Nielsen says 5.8 million households still unprepared for DTV transition; NAB disagrees

How prepared are Americans for the DTV transition? It depends on whose survey data you believe.

Last week, Nielsen reported that 5.8 million U.S. households — or 5.1 percent of all homes — are still not ready for the upcoming transition to all-digital broadcasting. Meanwhile an NAB-sponsored survey finds that eight out of 10 American households have “taken action to ready their homes.”

“Nielsen’s measure of ‘complete’ unreadiness is inflated, because it does not account for people who have not installed their converter boxes yet or those who have coupons but have not yet redeemed them,” the NAB said in a statement. “Currently more than 10 million coupons are active but not yet redeemed, and NAB research shows that nearly 40 percent of converter box owners have yet to hook up their boxes. These viewers may be technically unready in the strictest sense, but they are not completely unready.”

For the record, the Albuquerque-Santa Fe market continues to be the least prepared, with more than 12 percent of households completely unready and at risk of losing all television programming if the transition occurred now.

In an attempt to dramatically reduce the numbers of unprepared, advertising continues. NAB TV station members are beginning to air revised viewer alerts with the new date, president David Rehr told the FCC last week. He also said the NAB is working to boost the capacity of call centers to take viewer phone calls.

In the Washington, D.C., area, broadcasters blanketed the Metro subway stations with the February date, and now industry and government must recast their advertisements and public service announcements.

FCC chairman Michael Copps encouraged broadcasters not to continue to use a countdown clock —an FCC requirement — unless they are planning on switching Feb. 17. Other stations should not start their clocks until 100 days before the date of the planned transition.

Last week, FCC commissioner Jonathan Adelstein said he wished to avoid a “wild west” scenario of stations moving on different dates and encouraged broadcasters to take a careful, considered approach on an individual market basis. Now, with the government’s action, that surely will not happen. Some predicted that more than half of all television stations in the nation may turn off analog prior to June 12.

Copps conceded the transition will not be seamless. Republican commissioner Robert McDowell went further, saying the transition will be “messy, regardless of when it happens.”

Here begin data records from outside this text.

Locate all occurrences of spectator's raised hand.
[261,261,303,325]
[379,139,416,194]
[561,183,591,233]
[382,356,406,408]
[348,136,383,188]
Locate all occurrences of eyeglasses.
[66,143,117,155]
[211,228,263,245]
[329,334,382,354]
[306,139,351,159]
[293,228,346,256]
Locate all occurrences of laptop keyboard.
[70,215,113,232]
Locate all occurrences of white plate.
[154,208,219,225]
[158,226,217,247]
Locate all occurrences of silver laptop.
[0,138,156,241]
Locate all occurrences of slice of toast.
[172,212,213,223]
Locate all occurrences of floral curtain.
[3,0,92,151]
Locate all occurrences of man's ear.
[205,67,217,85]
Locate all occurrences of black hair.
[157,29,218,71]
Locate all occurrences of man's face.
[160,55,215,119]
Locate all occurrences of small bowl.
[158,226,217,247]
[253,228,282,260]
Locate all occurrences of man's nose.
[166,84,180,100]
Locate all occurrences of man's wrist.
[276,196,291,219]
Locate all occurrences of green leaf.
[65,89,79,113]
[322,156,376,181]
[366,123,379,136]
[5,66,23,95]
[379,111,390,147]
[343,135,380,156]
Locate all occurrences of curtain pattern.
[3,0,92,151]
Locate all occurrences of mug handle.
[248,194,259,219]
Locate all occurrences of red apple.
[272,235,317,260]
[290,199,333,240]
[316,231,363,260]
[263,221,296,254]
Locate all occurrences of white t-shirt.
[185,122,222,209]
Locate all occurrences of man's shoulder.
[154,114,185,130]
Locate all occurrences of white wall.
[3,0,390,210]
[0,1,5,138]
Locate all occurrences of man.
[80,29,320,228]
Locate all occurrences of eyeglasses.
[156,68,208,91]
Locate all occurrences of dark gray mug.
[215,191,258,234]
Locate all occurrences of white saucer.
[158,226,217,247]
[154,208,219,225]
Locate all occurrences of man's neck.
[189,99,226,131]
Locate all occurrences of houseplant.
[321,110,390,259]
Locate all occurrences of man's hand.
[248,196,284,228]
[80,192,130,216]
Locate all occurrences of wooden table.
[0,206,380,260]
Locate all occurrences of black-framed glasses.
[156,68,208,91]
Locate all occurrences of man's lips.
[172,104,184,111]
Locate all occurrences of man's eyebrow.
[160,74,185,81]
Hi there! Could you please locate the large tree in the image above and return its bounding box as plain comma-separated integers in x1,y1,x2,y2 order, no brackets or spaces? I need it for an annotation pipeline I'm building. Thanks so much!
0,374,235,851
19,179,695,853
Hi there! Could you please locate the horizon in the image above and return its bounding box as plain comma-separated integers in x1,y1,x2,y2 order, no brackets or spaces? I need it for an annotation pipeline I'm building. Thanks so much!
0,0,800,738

To counter these findings, a new poll released by the National Association of Broadcasters (NAB) states that more than eight out of 10 American households that will be most impacted by the impending switchover to digital television have taken action to ready their homes.

A national telephone survey of 2650 households conducted Jan. 2-6 found that 82 percent of over-the-air (OTA) television households have either researched their options in getting DTV, applied for a converter box coupon or completed their upgrade to DTV. Among OTA households that are currently receiving digital signals, 76 percent reported an improvement in the quality of their television reception.

Awareness of the DTV transition nationally is at 97 percent, with those households either “aware that TV is switching to digital, knowledgeable that the transition will impact over-the-air signals or able to previously identify the correct transition date.” The margin of sampling error is +/- 2 percent.

The poll, commissioned by the NAB, was conducted by SmithGeiger and is part of the industry’s $1 billion DTV education campaign.

Federal law requires all full-power television stations to switch to all-digital broadcasting by June 12, 2009. Consumers who receive free over-the-air signals on analog TV sets can upgrade to DTV with a converter box, digital TV set or pay-TV subscription.